Stanley Stevens // December 2016 // GA Class Project
- Use previously labeled (with political bias) news articles to train a supervised logistic regression model to classify new/other articles, with the ultimate goal of increasing self-awareness of my personal political views and grow into a more balanced and nuanced perspective (with the underlying assumption that “you are what you read”).
- Github/Jupyter Notebooks - see above
- Training Data - source
- Untrained Data - personal political articles I’ve read (count: 310 articles) - source
- More details (including exploration notes) - source
- Presentation - pdf / slides
- political lean: political bias of article (left, lean left, center, lean right, right, mixed not rated)

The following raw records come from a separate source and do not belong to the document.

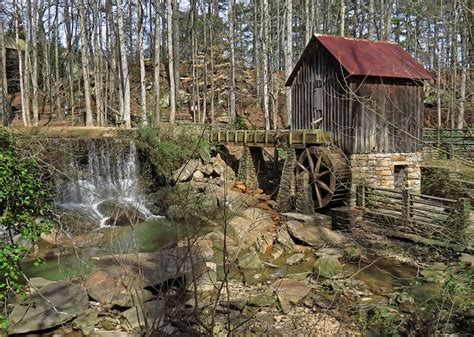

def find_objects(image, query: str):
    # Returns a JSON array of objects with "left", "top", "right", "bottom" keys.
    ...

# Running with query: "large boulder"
[
  {"left": 228, "top": 207, "right": 275, "bottom": 253},
  {"left": 271, "top": 278, "right": 311, "bottom": 305},
  {"left": 314, "top": 255, "right": 342, "bottom": 278},
  {"left": 8, "top": 281, "right": 89, "bottom": 334},
  {"left": 173, "top": 159, "right": 201, "bottom": 182},
  {"left": 122, "top": 300, "right": 165, "bottom": 331},
  {"left": 286, "top": 220, "right": 346, "bottom": 248},
  {"left": 281, "top": 212, "right": 332, "bottom": 229},
  {"left": 86, "top": 247, "right": 205, "bottom": 307}
]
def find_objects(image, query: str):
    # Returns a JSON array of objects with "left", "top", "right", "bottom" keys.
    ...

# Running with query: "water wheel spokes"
[{"left": 296, "top": 147, "right": 346, "bottom": 209}]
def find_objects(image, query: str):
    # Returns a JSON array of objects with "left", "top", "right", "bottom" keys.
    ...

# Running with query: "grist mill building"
[{"left": 286, "top": 35, "right": 432, "bottom": 201}]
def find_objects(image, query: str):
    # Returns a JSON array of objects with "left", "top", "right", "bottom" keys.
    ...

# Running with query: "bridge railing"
[{"left": 357, "top": 185, "right": 470, "bottom": 243}]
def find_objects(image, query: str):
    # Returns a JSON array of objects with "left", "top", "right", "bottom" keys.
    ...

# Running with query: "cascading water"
[{"left": 55, "top": 139, "right": 158, "bottom": 227}]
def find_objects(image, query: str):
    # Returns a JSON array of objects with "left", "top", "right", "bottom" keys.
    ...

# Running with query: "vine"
[{"left": 0, "top": 134, "right": 52, "bottom": 329}]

- cleaned_text: article text (no html)
- ugly_text: article text (including html)
- url_raw: full url of article
- url_clean: full url minus key/value pairs at end of url string
- url_domain: host/domain of article (e.g. cnn.com)
- title: title of article
- meta_description: mini summary of article
- issue: topic of article (e.g. economy, election, environment, healthcare, etc.)
- Knn: by far the worst of the three models, with average accuracy scores in the 0.2 and 0.3s
- MultinomialNB: I explored Multinomial Naive Bayes up front using a number of different features and parameters, but it always seemed to underperform logistic regression by roughly 10-30% (though it was much faster, as to be expected)
- Logistic Regression
- With the count vectorized params mentioned above: ngram and min_df)

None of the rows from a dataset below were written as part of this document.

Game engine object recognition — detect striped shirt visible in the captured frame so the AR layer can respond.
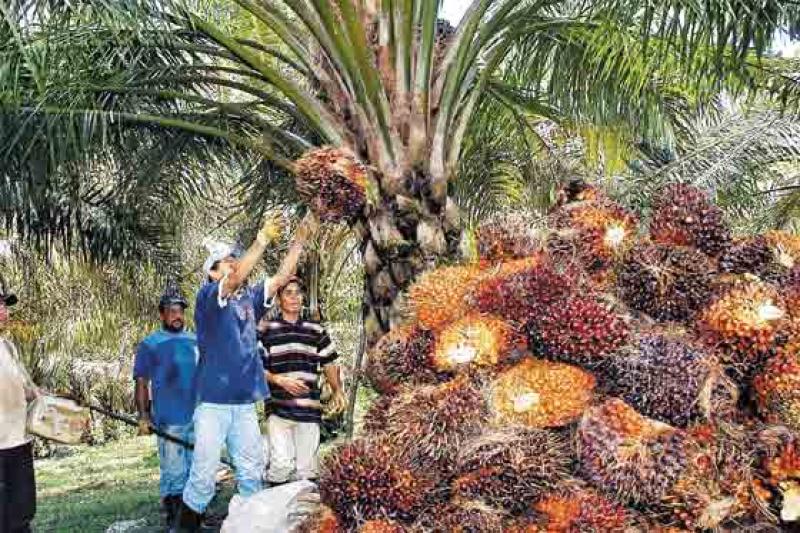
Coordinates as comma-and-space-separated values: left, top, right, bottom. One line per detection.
259, 317, 338, 423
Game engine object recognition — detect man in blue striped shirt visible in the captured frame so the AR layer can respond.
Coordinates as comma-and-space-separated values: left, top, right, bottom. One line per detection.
259, 277, 344, 485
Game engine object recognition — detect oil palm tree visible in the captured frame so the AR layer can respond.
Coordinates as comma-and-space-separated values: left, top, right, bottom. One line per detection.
0, 0, 798, 342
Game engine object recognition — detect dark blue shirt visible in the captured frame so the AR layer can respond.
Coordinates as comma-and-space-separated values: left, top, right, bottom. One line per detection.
133, 329, 197, 426
194, 282, 269, 404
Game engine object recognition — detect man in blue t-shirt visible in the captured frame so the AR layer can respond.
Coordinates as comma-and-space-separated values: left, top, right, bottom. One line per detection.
179, 211, 317, 531
133, 289, 198, 523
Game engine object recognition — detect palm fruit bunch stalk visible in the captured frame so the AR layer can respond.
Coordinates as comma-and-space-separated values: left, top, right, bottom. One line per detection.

- I ended up exploring two models both using logistic regression but with different feature sets: Model A: Text+Domain+Url & Model B: Domain (only)
- These two models had varying results. As you can see below, model B (domain only) seems to suggest that I read very few ‘Right’ articles, though model A (domain/url + text) suggests a more balanced reading. Anecdotally (by simply knowing what I read), I’d say it’s actually somewhere in the middle (mostly ‘lean left’, with maybe 10-15% right or right leaning articles) - though the point of this exercise is to gain a higher level of self-awareness, so my thought process would very well be biased in and of itself.
###Challenges
- Collection process
- First attempt at html content failed as it included political bias tags leading to an overfit model.

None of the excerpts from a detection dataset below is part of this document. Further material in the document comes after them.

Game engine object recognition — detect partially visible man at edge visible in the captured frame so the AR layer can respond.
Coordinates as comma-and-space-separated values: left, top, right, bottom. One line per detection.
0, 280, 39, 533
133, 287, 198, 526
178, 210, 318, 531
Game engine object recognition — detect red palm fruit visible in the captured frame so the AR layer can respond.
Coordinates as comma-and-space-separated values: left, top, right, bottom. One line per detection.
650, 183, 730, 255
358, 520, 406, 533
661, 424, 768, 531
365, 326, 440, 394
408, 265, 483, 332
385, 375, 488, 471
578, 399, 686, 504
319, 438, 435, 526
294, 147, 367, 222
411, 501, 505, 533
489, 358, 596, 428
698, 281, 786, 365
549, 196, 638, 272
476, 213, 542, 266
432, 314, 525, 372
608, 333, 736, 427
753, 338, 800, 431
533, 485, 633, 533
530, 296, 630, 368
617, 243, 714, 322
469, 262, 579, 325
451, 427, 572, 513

- The overall collection process took approximately 10-15 human hours and somewhere between 50-100 processing hours.
- Despite a high accuracy (0.97), model B (logreg) is potentially overfitting using url/domain
- Over classification of Right (possibly due to more ‘Right’ articles, need to explore more)
###Successes
- Had a mixed accuracy for model A (logreg) of 0.91, though when I applied it to my own (untrained) data, I was less confident in some of the classification
###Applied Solutions (future work)
- As mentioned above, I used 310 articles that I previously classified as ‘politics’, and it seems to be mostly correct (anecdotally about 65-75%), which with some further improvement, I will apply to my reading habits/tracking website.
- 310 Articles - data source (csv)
- I would also like to connect it to facebook and twitter (and pull in articles they’ve posted) to allow people to see where they stand from a political bias perspective
- A next step for both of the above will be to suggest articles from a different perspective so as to get a more balanced and nuanced view of the world.
- It will also probably be useful to create a model that detects if an article is a political article, so I can run it against any news article and accurately predict if this model is even relevant.